Two capacitors in parallel rearranged

[haikuberryfin]

I just had a test, and I'm wondering how to do one of the free responses on it. The first couple parts, which I'll omit, were pretty simple, but I got kind of lost toward the end.

Two Capacitors (C1=10microF C2=40microF) are connected in parallel to a 10V battery. The capacitors are then disconnected from the battery and rewired so that their positive sides are connected to the other capacitor's negative side.

a) What is the voltage drop across each capacitor?
b) Does the potential energy increase, decrease, or remain the same. If it changes, what is the percentage increase or decrease of the system?
c) Why did the capacitor system gain or lose energy if it did? Where did that energy come from or go?

For part "a," I found original Q_eq. Q_o = (10microF + 40microF) * 10V = 500microC;
Q₁ = Q₂ = 250microC;
V₁ = 250microC / 10microF = 25V; V₂ = 250microC / 40 microF = 6.25V

Moving onto part "b," I thought conceptually that the system would have to lose energy since charges would have to be redistributed across the plates to even out.
I then used U = Q² / (2 * C) = 500microC² / (2 * 8microF) = .015625J
This doesn't make sense since that is a big increase from the .0025J of the original configuration.

I treated part "c" like I did conceptually for part "b" and went with it decreasing.

If anyone could help me with this, I'd greatly appreciate it.

 

[ehild]

I just had a test, and I'm wondering how to do one of the free responses on it. The first couple parts, which I'll omit, were pretty simple, but I got kind of lost toward the end.

Two Capacitors (C1=10microF C2=40microF) are connected in parallel to a 10V battery. The capacitors are then disconnected from the battery and rewired so that their positive sides are connected to the other capacitor's negative side.

a) What is the voltage drop across each capacitor?
b) Does the potential energy increase, decrease, or remain the same. If it changes, what is the percentage increase or decrease of the system?
c) Why did the capacitor system gain or lose energy if it did? Where did that energy come from or go?

For part "a," I found original Q_eq. Q_o = (10microF + 40microF) * 10V = 500microC;
Q₁ = Q₂ = 250microC;

That is wrong. What is equal if two elements are connected in parallel?

 

[haikuberryfin]

That is wrong. What is equal if two elements are connected in parallel?

Connected in parallel, Voltage drops are equivalent. Aren't the capacitors in series though after the switch occurs?

 

[ehild]

Questin a) asks the charges before

Connected in parallel, Voltage drops are equivalent. Aren't the capacitors in series though after the switch occurs?

No.
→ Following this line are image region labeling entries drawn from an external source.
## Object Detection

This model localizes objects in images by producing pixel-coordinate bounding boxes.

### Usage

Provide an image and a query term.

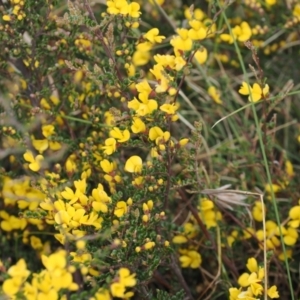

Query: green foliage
[0,0,300,300]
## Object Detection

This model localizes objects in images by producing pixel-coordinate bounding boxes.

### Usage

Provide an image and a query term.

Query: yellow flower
[252,201,266,222]
[179,250,202,269]
[288,205,300,228]
[131,117,146,133]
[95,288,111,300]
[268,285,279,299]
[101,138,117,155]
[23,150,44,172]
[124,155,143,173]
[106,0,129,15]
[188,20,206,40]
[110,268,136,298]
[114,201,127,218]
[100,159,115,173]
[170,28,193,51]
[144,28,166,44]
[172,235,188,244]
[2,258,30,298]
[128,2,141,18]
[239,82,269,102]
[207,85,223,104]
[195,47,208,65]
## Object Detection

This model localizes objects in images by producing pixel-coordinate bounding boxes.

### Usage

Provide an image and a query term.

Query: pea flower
[124,155,143,173]
[239,82,269,102]
[23,150,44,172]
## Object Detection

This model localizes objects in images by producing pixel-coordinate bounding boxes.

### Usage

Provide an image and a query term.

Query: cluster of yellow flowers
[0,0,300,300]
The charge can not leave the capacitors, it only can recombine. There will be net charge on the plates in contact. When you disconnect the capacitors they do not have equal charges. There is Q₁ on one and Q₂ on the other. Connecting + to -, the magnitude of the net charge on the connected plates is |Q₁-Q₂|. If the capacitors are connected in series, that net charge is zero.

 

[rude man]

a) What is the voltage drop across each capacitor?
b) Does the potential energy increase, decrease, or remain the same. If it changes, what is the percentage increase or decrease of the system?
c) Why did the capacitor system gain or lose energy if it did? Where did that energy come from or go?

For part "a," I found original Q_eq. Q_o = (10microF + 40microF) * 10V = 500microC;
Q₁ = Q₂ = 250microC;
V₁ = 250microC / 10microF = 25V; V₂ = 250microC / 40 microF = 6.25V

First, I assume the problem meant to read "The capacitors are then disconnected from the battery and rewired so that each cap's positive side is connected to the other's negative side." So they are still in parallel but one is flipped in polarity.
Assuming the above, how can there be two voltages? The caps are connected to each other directly.
You need to solve part (a) correctly before moving on to b and c.
Suggestion: rather than connecting the caps to each other directly, put a resistor between them and solve for v1(t) and v2(t), the two ends of the resistor. Then let the resistance → 0.